I sent home some documents last week which will explain the corner into which I have been driven personally, and the corner into which my opponents would like to drive the Imperial Govt in South Africa.

Unable to reply to what was brought forward against them in the columns of the English press President Kruger waits till he reaches the Transvaal and he has ascended the Presidential Chair and from that high and official position declares Her Majesty’s Representative and High Commissioner in this country to be ‘a liar’.

You are aware that however cordial members of H.M.Govt were to me personally, the Commissionership itself was ‘tentative’ and my tenure of it such as could be dropped at any time. There is therefore nothing standing in the way of dropping me at once in deference to the unreasoning demand of the Transvaal and its sympathizers here.

Speaking confidentially I found many of the elements of a quarrel here as between the governor and his present ministers ‘strained relations’ is I believe the proper word. I have been doing my best in a small way to get the ministers to cooperate at once. Of course I am pocketing all personal slight and insult which they have gratuitously thrown on my personally, and seek only the public well-being.

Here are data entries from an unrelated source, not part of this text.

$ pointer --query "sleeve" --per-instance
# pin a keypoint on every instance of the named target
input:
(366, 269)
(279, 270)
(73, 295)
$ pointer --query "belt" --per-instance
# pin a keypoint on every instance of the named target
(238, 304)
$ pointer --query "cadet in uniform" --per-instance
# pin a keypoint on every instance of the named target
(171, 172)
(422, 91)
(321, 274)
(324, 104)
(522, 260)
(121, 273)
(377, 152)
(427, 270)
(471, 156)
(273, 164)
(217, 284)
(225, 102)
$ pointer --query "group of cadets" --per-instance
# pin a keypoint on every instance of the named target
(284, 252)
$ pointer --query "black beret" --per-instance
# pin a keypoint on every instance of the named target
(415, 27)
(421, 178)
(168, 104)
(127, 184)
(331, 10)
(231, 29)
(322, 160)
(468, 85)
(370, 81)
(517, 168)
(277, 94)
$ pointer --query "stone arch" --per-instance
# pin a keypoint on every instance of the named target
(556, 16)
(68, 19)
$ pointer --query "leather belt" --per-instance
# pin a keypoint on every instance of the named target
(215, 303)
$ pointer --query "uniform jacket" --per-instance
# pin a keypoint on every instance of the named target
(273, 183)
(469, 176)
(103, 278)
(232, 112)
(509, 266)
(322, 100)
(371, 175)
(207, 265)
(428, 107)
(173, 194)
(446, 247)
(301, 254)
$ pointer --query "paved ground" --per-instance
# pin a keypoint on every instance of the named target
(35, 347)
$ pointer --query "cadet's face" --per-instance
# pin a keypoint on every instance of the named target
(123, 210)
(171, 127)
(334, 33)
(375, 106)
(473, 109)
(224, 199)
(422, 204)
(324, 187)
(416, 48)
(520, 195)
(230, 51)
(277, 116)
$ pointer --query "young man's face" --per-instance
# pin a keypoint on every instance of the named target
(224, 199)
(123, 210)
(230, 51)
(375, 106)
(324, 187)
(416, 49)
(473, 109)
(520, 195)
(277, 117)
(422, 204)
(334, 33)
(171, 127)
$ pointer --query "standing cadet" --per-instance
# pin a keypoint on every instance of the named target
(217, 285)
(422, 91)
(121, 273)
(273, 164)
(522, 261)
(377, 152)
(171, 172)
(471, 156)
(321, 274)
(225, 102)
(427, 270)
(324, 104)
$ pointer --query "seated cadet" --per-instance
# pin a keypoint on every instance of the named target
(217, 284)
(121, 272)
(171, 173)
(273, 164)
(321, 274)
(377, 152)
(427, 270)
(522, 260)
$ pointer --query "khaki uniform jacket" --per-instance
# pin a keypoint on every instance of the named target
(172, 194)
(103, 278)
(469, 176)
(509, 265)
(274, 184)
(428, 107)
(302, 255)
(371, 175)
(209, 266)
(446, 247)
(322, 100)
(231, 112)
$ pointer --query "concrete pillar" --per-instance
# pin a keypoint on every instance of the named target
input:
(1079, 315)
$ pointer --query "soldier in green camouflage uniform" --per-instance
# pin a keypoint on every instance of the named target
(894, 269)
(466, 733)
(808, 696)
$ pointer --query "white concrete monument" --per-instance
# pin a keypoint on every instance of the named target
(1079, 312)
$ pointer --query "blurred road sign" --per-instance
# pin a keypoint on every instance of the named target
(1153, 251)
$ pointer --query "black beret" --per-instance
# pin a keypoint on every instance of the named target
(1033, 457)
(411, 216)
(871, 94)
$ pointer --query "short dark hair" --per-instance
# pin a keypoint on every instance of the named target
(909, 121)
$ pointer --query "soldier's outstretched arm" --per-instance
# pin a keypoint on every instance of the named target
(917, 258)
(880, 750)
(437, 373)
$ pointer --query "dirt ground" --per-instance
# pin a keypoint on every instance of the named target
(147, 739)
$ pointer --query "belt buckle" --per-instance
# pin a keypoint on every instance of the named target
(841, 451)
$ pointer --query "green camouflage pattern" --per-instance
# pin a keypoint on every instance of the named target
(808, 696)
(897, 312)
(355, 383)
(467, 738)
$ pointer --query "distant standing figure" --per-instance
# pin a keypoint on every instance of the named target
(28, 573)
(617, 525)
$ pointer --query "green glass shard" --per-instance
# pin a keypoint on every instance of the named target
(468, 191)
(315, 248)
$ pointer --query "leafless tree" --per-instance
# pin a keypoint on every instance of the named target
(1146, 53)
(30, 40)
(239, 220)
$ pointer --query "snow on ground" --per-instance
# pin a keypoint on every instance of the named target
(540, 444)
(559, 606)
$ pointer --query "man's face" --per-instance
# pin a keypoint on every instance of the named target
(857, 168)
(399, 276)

I am not sure but that there may be some result – after all – which would be queer – the discarded commissioner – helping with the very men who have tripped him up. In fact there is real work to be done in Cape Town from my point of view. I feel I could do something towards it; but I see no way at present upon to me.

Mission work is as dear to me as ever it was. But one gets interested in a subject like that which has recently occupied my attention; and if I went up to Kuruman or other mission station I should be as it were dead to the South African political world.

If some of the South African papers are not ‘in hand’ in Bechuanaland their conduct lately has been very like it. One editor told me that Donovan had offered him two farms ‘for his services.’ But it is not every recipient of such a gift who would be so communicative.

Public opinion could be reached and led here, no doubt; and it seems the thing to attempt, if one is not fighting the rougher battle in Bechuanaland. But how to get at this, from what position, in what capacity, are questions to which as yet I found no reply.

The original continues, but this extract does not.